The re-use of all the user-provided content on this site is permitted and encouraged. If you found the answers here helpful and you want to share them with your students, then by all means do so! We only ask that you attribute the content appropriately.
More technically, the legal conditions for reuse are spelled out on the footer of every page on the site:
The specific requirements of attribution are given in the second link. Specifically, and quoting from there, you must:
Visually indicate that the content is from Stack Overflow or the Stack Exchange network in some way. It doesn't have to be obnoxious, a discreet text blurb is fine; and
Show the author names for every question and answer.
In addition, if you publish this content online, you must:
Hyperlink directly to the original question on the source site (e.g.,
Hyperlink each author name directly back to their user profile page on the source site (e.g.,
Ideally you should include the URLs also in printed content. For more details see section 3 (Subscriber Content) of the Stack Exchange Terms of Service, which is available under
legal on the footer of every page on the site.
There is an additional requirement from the CC BY-SA license, which is a bit fuzzier:
Attribution — You must attribute the work in the manner specified by the author or licensor (but not in any way that suggests that they endorse you or your use of the work).
This means that if you remix the content or you edit parts of it, you must do so in a way which makes that evident and which enables your audience to find the author's original version.

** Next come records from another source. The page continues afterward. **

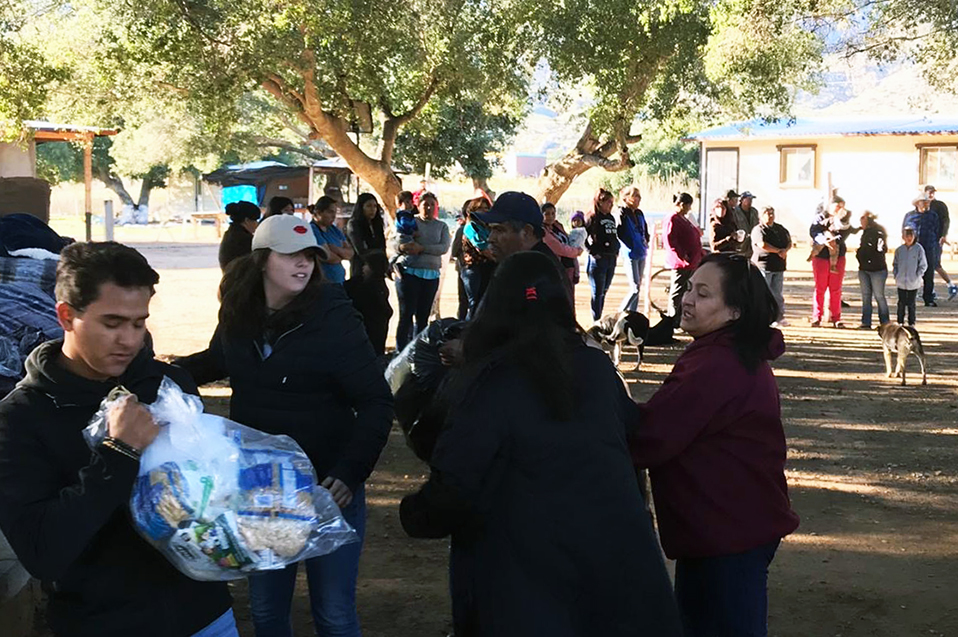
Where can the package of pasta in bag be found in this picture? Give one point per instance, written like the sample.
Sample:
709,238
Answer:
221,500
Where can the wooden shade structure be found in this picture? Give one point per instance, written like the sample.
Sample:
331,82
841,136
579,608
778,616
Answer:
83,135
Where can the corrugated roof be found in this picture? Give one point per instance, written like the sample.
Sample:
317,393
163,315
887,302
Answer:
830,127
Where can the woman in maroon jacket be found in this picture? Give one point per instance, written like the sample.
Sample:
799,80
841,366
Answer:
713,442
683,250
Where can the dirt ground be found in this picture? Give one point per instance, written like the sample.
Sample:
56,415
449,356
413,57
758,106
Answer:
872,468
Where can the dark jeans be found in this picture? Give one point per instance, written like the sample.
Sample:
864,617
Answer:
873,285
475,280
680,285
725,596
601,270
928,279
415,302
332,587
462,310
907,300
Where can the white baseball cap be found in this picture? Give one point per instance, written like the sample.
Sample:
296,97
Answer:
285,234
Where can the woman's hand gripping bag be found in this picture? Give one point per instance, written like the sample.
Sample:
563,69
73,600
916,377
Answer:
221,500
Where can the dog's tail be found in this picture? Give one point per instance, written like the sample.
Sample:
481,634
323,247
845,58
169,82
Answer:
633,339
914,333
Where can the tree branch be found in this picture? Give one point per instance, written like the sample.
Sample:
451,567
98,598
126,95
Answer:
420,104
269,142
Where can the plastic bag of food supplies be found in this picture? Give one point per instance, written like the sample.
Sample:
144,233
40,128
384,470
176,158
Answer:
221,500
415,377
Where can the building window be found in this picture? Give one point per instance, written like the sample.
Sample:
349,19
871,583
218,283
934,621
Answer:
797,166
939,166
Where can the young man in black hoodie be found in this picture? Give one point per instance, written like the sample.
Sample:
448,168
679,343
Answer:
63,508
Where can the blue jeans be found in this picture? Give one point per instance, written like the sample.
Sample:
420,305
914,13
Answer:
332,587
776,285
633,272
601,270
873,284
415,302
225,626
475,280
725,596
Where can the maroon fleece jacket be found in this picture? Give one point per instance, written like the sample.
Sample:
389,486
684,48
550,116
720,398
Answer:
713,442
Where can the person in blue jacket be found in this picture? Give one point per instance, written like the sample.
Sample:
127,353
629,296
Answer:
633,232
927,226
300,364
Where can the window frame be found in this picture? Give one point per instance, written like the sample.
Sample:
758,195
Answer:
923,178
783,152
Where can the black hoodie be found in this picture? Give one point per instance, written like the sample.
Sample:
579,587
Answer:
64,509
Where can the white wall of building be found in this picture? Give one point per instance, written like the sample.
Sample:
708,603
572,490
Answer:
876,173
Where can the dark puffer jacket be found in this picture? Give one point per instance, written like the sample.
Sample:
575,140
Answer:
549,530
64,509
872,249
320,385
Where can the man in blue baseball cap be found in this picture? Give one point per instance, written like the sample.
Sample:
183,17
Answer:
515,225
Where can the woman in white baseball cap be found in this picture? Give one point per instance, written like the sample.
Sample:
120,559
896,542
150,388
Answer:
300,364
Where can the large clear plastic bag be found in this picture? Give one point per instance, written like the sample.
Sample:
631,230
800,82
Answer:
221,500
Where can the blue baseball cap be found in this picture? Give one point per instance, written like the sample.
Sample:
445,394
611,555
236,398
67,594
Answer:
513,206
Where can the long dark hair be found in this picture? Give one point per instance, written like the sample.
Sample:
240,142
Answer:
526,319
243,312
371,228
600,195
744,289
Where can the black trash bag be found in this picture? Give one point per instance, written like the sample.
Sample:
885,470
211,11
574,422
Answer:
662,333
416,377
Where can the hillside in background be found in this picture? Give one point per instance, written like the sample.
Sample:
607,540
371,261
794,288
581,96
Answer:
852,87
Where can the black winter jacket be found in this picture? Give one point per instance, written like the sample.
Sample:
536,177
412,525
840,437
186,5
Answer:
237,242
64,509
872,249
549,530
320,385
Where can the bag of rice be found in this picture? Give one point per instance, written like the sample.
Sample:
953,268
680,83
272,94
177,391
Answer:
221,500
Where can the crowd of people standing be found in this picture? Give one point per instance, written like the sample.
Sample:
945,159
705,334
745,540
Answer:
536,421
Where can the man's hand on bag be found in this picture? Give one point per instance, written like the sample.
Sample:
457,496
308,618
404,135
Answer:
338,489
130,422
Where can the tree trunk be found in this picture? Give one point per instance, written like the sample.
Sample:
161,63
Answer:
145,189
589,152
114,183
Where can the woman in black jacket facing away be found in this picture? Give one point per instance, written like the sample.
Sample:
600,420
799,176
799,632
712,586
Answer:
300,364
532,479
238,239
365,229
872,269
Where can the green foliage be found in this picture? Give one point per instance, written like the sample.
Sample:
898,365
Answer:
458,131
25,74
316,57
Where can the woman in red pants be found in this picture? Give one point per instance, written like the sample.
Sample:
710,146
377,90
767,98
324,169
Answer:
828,234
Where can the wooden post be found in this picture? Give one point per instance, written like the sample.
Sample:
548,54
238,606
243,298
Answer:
88,184
108,219
309,191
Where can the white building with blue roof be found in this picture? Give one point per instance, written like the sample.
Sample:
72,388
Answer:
876,164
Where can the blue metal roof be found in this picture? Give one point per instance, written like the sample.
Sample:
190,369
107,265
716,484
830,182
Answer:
831,127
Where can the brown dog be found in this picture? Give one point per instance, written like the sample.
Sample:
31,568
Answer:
904,340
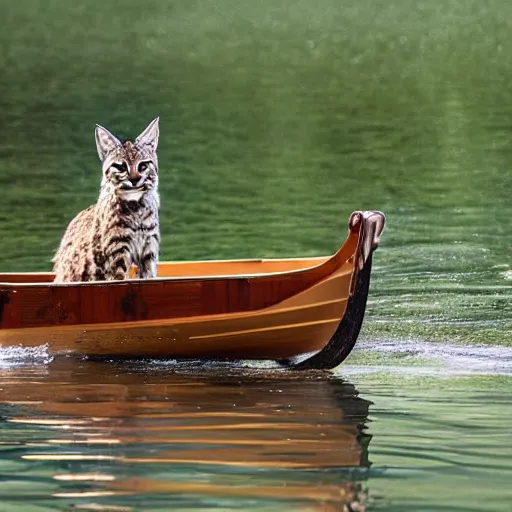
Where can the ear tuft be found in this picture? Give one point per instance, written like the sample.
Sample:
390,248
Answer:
105,141
149,137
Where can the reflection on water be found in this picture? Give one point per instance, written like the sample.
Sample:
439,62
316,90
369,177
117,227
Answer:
93,434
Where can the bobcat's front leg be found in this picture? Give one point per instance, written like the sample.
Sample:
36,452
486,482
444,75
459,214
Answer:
118,259
149,257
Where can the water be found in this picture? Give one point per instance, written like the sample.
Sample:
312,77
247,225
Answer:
278,119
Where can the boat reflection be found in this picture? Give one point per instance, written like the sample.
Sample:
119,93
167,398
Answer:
109,434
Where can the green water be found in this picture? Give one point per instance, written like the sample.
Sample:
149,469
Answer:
278,119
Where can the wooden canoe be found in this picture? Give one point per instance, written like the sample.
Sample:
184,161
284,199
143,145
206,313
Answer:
305,312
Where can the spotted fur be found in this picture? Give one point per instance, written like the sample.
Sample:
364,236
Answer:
122,228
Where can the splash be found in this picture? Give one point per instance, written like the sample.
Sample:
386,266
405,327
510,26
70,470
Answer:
430,358
17,355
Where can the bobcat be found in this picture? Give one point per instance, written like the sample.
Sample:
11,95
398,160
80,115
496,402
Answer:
122,228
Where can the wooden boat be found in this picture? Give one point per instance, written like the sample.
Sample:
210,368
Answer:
305,312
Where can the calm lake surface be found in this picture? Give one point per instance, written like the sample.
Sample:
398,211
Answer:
278,119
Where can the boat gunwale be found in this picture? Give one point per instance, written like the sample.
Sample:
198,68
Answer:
141,282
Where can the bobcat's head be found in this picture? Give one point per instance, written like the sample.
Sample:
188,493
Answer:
130,168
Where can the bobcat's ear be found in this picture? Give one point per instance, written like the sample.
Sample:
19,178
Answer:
149,137
105,142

Regarding pseudonyms, if a user's profile allows you to personally identify them, then it is indeed nice to provide both the name they publish under and their Stack Exchange pseudonym when giving credit. If the user has not provided their name, then it is perfectly OK to simply attribute the pseudonym: the user contributed the content in the understanding that it was available to all under CC BY-SA with attribution set to the pseudonym.
If you nevertheless want to attribute someone personally, it is OK to attempt to contact them as long as you don't do so too often. The first port of call is checking whether the user is available over at the h bar, our chatroom. If they are not, a short and polite comment under the answer you want to re-use is acceptable. As D. McKee mentioned, doing minor detective work to find the real-life identity of users is generally OK, but please use a good deal of caution and do not pester users off-site!